DEAN E JERRY REECONTRO

O REENCONTRO COM JERRY LEWIS NOS ANOS 70

              Nesta fase, Martin popularizou sua imagem de mulherengo e beberrão, o que seu filho Dean Paul Martin, anos depois desmistificou dizendo que seu pai somente bebia suco de maçã, mas gostava de fazer todos pensarem que era bebida alcoólica. Martin fez de seu “The Dean Martin Show” um dos programas mais bem vistos da TV americana, durante dez anos e levando um Golden Globe por isso. Mesmo que nunca viesse a ter uma indicação ao Oscar, Dean Martin parecia não se importar. Cantava, contava piadas, se divertia e divertia a todos de forma despretensiosa, como na série de quatro filmes que fez no papel do agente secreto Matt Helm, uma parodia de 007 onde Dean cultivava a persona que criara para seu público. Este não sabia que ele era um amigo leal, tendo se desligado da produção de “Something Gotta Give” depois da morte da estrela Marilyn Monroe com quem contracenaria. Também desistiu de um quinto Matt Helm depois que a estrela Sharon Tate foi assassinada.
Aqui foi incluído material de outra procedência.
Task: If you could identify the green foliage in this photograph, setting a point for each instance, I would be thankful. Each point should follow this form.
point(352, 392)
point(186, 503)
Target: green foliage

Martin disfarçava sua sensibilidade e mantinha uma rotina relativamente tranquila sempre que podia, saindo cedo de suas apresentações para jogar golf no dia seguinte ou passando o máximo de tempo possível ao lado dos filhos tal qual um pai amoroso que era para seus filhos, quatro do primeiro casamento com Betty McDonald e três do casamento com Jeanne Biegger. De seu terceiro casamento com Catherine Hawn adotou a filha desta durante os três anos em que ficaram juntos até 1976.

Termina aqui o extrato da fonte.